First of all, you may want to reconsider. Many ISPs (aol.com comes to mind) use proxy farms for their end users' Web traffic. Often they send headers to let you know they are proxying, yet sometimes you get transparent proxies. All this means, you may have 1000s of users for a given ISP who seemingly connect to your site with the same IP address. You may get around this by storing a cookie on the users browser (you could require cookies for getting near the form perhaps.) I would store a GUID of sorts in the cookie which links to a MySQL record with a timestamp (so that the expire date on the cookie cannot be tampered with for example.) If you don't want to be that extreme, perhaps you just use this function I wrote (adapted it from somewhere I think) that has come in handy:
function getRemoteAddr()
{
if ( isset($_SERVER['HTTP_CLIENT_IP']) ) {
$ip = $_SERVER['HTTP_CLIENT_IP'];
} elseif ( isset($_SERVER['HTTP_X_FORWARDED_FOR']) ) {
$ip = $_SERVER['HTTP_X_FORWARDED_FOR'];
} elseif ( isset($_SERVER['REMOTE_ADDR']) ) {
$ip = $_SERVER['REMOTE_ADDR'];
}
return $ip;
}
It basically looks for headers that are commonly used for sending the real ip address of the node behind a proxy. If they are not found it simply uses REMOTE_ADDRESS (the standard.) I would store the ip address in a database table with a timestamp again. To check if an ip address can post again is simple.

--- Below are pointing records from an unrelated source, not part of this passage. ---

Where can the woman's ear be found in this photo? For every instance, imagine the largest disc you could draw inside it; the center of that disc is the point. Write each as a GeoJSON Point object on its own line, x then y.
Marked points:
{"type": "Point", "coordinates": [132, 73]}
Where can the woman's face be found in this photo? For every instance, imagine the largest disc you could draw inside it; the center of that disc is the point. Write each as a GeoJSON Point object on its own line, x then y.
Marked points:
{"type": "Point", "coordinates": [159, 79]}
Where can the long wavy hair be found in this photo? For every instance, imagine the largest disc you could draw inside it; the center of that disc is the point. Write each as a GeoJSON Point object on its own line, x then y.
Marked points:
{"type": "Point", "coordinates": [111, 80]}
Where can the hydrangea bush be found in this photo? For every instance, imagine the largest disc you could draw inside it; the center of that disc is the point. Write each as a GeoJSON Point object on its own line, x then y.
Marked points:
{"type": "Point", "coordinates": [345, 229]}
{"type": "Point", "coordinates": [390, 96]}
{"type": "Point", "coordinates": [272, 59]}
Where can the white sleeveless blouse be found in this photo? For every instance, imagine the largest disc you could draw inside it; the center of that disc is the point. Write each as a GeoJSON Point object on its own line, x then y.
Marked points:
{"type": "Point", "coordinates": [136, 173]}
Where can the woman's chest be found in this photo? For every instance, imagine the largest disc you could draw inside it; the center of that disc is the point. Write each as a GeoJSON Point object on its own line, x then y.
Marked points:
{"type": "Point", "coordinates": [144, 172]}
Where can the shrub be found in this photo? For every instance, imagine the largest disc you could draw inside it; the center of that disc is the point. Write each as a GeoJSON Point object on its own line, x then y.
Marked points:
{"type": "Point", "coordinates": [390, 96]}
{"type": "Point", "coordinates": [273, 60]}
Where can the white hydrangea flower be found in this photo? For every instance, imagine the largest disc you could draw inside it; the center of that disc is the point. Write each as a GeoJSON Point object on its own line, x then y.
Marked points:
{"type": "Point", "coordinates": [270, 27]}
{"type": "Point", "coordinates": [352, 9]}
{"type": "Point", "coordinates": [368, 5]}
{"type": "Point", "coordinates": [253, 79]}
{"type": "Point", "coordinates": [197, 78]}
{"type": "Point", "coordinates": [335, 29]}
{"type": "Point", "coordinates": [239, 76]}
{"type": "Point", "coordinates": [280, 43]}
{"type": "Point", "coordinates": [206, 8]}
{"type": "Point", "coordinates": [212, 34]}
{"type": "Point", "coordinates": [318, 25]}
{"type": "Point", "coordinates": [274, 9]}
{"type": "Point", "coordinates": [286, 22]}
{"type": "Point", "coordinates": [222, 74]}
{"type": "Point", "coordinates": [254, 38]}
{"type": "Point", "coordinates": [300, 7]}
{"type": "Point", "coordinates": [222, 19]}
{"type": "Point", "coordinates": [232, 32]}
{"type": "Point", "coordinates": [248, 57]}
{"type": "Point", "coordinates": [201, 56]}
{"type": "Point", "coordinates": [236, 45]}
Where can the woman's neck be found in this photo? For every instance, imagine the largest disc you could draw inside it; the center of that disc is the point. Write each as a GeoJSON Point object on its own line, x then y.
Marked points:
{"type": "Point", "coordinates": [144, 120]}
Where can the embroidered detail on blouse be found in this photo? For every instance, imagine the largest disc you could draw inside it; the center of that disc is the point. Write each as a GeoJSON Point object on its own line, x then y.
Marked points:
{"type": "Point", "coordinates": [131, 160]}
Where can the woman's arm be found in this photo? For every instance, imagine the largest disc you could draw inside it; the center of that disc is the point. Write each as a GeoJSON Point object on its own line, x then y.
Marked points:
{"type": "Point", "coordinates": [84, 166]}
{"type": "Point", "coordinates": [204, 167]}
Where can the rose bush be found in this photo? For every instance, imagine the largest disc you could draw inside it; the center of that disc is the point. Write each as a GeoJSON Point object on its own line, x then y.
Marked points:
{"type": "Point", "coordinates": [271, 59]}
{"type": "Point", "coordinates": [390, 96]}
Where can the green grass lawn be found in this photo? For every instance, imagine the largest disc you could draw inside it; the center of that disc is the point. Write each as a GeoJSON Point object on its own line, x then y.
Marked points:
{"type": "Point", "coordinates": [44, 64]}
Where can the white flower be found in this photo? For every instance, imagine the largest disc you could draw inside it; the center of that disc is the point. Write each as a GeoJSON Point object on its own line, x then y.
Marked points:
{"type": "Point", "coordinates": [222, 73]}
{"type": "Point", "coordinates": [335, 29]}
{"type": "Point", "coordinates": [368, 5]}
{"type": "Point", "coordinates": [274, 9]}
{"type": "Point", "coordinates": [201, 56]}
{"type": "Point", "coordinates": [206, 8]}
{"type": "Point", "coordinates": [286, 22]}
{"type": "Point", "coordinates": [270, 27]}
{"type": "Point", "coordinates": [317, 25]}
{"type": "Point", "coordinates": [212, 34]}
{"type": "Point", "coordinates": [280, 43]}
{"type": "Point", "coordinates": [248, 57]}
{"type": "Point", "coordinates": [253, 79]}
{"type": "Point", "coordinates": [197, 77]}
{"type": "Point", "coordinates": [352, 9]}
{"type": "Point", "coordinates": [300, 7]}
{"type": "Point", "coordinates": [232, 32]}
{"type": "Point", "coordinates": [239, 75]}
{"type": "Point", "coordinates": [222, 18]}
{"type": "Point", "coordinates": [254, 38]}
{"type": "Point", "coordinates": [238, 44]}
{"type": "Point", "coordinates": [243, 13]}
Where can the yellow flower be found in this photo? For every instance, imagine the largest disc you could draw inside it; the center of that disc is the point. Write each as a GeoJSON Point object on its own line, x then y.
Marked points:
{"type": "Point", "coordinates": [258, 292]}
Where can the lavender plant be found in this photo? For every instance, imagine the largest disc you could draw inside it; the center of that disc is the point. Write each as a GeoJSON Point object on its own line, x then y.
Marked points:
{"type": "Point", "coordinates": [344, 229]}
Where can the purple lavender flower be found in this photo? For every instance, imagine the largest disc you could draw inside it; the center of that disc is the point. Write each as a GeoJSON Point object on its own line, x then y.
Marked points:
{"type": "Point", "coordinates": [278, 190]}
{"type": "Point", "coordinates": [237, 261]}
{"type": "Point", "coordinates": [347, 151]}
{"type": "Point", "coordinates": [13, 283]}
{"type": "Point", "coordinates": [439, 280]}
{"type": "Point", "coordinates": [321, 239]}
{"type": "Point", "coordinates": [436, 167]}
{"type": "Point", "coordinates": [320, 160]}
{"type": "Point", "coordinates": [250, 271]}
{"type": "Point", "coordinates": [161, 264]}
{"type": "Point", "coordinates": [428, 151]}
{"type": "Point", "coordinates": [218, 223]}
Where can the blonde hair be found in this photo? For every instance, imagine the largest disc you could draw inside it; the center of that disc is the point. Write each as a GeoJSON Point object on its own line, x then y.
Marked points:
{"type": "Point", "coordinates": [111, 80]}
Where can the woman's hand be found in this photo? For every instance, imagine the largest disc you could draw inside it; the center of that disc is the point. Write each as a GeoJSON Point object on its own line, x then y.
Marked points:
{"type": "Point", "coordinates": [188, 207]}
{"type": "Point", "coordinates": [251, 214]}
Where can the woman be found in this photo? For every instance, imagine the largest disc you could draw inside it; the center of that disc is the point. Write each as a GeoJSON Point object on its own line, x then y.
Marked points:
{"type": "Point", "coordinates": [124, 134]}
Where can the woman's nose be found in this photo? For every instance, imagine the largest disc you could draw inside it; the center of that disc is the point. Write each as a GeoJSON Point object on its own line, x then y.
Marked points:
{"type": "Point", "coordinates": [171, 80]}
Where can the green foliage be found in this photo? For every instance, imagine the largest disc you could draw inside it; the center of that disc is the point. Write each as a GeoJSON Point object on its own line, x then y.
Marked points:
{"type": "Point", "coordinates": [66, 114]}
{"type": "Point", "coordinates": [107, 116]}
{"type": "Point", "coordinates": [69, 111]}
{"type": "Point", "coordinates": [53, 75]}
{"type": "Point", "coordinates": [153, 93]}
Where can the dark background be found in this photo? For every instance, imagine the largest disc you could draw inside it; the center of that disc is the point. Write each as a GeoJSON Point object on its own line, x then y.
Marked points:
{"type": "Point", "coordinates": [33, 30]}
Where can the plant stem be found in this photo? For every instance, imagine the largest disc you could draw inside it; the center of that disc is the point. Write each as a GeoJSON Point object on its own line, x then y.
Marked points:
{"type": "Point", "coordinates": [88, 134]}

SELECT `ip` FROM `ips` WHERE `ip` = '{ip_address}' AND DATE_SUB(NOW(), INTERVAL 1 DAY) > `lastpost`
BTW...the above query is an example only. I do realize that you would get no result for either an ip whose last post has not yet expired or no result if the ip had not yet posted (in which case you wanna let him or her post.) But the query does serve to get you on your way.